Все это я также представляю себе очень точно, потому что в 1927 году летом Горький проводил нас из Сорренто до Неаполя и также показывал нам достопримечательности Неаполя. Была адская жара, что-то выше тридцати пяти градусов в тени, и мы страшно устали от ходьбы и обилия впечатлений. А так как, по словам М.Эссен, Ленин "еле переносил посещение музеев и выставок", то нетрудно было представить его самочувствие в громадном Национальном музее в июле месяце среди сотен произведений старинной живописи и скульптуры. Ленин любил все современное, живое, "любил живую толпу, живую речь, песню, любил ощущать себя в массе". А часами ходить по музею, каждую минуту останавливаясь перед статуями римских императоров, тиранов, громадных, нечеловечески величественных, - нет, по-моему, это никак не могло нравиться Ленину, как не могла ему нравиться римская государственность. Я думаю, что Ленин - самый человечный человек, опередивший на несколько поколений свое время, - должен был с отвращением смотреть снизу вверх на громадные мраморные фигуры низколобых цезарей с животным выражением низменных мускулистых лиц, с медальными профилями и стеклянными вставными глазами вроде статуи Сципиона Африканского, - идолы, изделия римских ваятелей льстецов и подхалимов того времени.

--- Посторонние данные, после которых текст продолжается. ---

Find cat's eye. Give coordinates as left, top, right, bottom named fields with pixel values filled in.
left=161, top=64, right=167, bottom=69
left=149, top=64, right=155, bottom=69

Среди множества грязно-белых мраморных скульптур первого этажа каким-то образом оказалось небольшое, немного меньше, чем в рост человека, отлитое из темной бронзы изображение пьяного сатира с гроздью винограда в одной руке и чашей - в другой, - старенького, хитренького, на козлиных ножках, с умным, добродушным лицом, таким человеческим со всеми его милыми человеческими слабостями. Все же остальное, даже медная полоса меридиана, вделанная наискось в мозаичный пол громадного, как площадь, зала второго этажа, увешанного старинными полотнами, было совсем неинтересно и вызывало лишь утомление, несмотря на все старания Горького.
Зато как ошеломительно ударил в глаза нестерпимо яркий неаполитанский полдень, когда наконец вышли из музейного сумрака на улицу со звенящим трамваем, с криками мороженщиков "джелято, джелято!", с разноцветным бельем, развешанным между домами поперек темных, узких переулков, пересекающих нарядную Виа Рома. Как весело было смотреть на фонтан посередине площади Никола Аморе, вокруг которого в хорошеньких глиняных кувшинчиках продавалась чудесная неаполитанская горная вода - "аква фреска" - по два сольдо за кувшинчик, запечатанный глиняной пробкой и покрытый матовой ледяной испариной. Приятно было очутиться на набережной в шумной толпе, среди менял, продавцов кораллов, аппетитной лапши на фанерной дощечке, среди босоногих неаполитанских мальчишек, грязных, как чертенята, которые совали в нос цветные открытки с видами Неаполя - "Карталина постале" - и выпрашивали все те же вечные два сольдо: "Due soldo, signor, due soldo". Как неповторимо, удивительно по-итальянски выглядели на фоне яркого неба потертые фасады старых домов, выкрашенных палевой водяной краской, с бледно-зелеными жалюзи окон, выгоревших на солнце, а если стена была глухая, то на ней были нарисованы точно такие же ложные окна! Пахло чесноком, рыбой, жаренной на вонючем оливковом масле, свежеразрезанными гранатами из Амальфи. Ленину все это, конечно, ужасно нравилось: чем-то напоминало волжские пристани. Но Помпея, куда повез Горький, опять-таки не произвела должного впечатления. Примерно в это же время Бунин написал, что "...Помпея казалась мне скучней пустых могил, мертвей и чище нового музея". Дымящийся Везувий, несколько веретен кипарисов и большая, почти черная зонтичная пиния с плоской кроной на первом плане были действительно прекрасны, не могли не волновать, несмотря на свой несколько олеографический розово-голубой колорит.